Ah, the beauty of being single. The lack of dependents or your own family to support does make many financial aspects easier, but the implications of your unexpected incidents actually reaches further than that. For example, someone has to pay for your personal debts, funeral costs, and maybe also your medical bills if you pass away, and those unpaid expenses will end up being slapped onto your family (parents or siblings) or executor instead. Why cause them additional grief when you can help them instead?

Employer-Provided Insurance is Enough

Some employers provide benefits such as life insurance or medical insurance. You might think that this is coverage enough for you. This myth is a little subjective. For a single person with moderate spending habits and debts, the insurance coverage that your company provides you might be enough. Again, your dependents are the key deciding factor here, because a high number of dependents would mean that more people will be left financially vulnerable upon your inability to work or sickness. You will also have to remember that any insurance coverage provided by your company terminates when you resign, so you’re actually not permanently insured.

Insurance is a Must

Contrary to popular belief, insurance is not strictly necessary. While it is true that insurance will greatly benefit a large part of the population, individuals who are financially well-off with no debt or dependents may not need insurance at all. If you are confident that the assets you have in your name are sufficient to cover the cost of your accident, illness, disability, or death, and support your dependents for a comfortable period of time, you may actually be able to go without insurance at all.

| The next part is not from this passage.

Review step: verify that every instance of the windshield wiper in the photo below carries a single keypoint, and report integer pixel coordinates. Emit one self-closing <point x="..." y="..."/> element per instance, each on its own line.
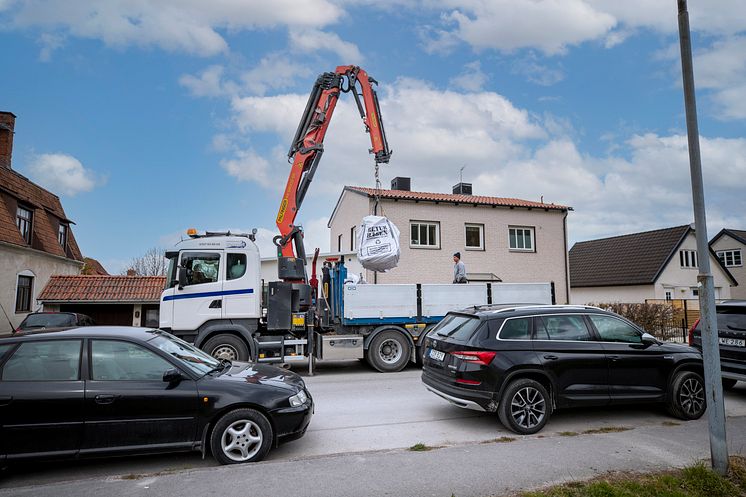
<point x="224" y="363"/>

Life Insurance is for Breadwinners

Since insurance disburses financial payouts, you might have mistakenly come to the conclusion that it is only important to insure the life of your family’s breadwinner. This isn’t true. Breadwinners may earn the money that puts food on the table, but have you ever thought about the costs you’ve avoided by having a home-maker partner who cooks said food for your table, takes care of your children, and cleans your house? As such, the death of a home-maker has financial costs that lend life insurance for home-makers some weighty consideration.

Investing Over Insuring

Insurance requires you to pay a premium every year, while investing actually grows your assets if you do it right, so investing your money is better, right? Not really. Again, if you’re financially well-off, or have few to no dependents or debts, investing your additional cash is possible. Besides those scenarios, you’re actually betting on the chance that you’ll accumulate enough value in your investments to cover your costs and support your dependents before anything bad befalls you. They will be left financially vulnerable if you fail to achieve a comfortable self-insurance margin before anything unfortunate befalls you, since all debts and costs will deplete your assets before your dependents get the leftovers.


In general, insurance protects you and/or your beneficiaries financially in the event of a specified incident. Have some of the debunked myths opened your eyes to a more wholesome view of insurance?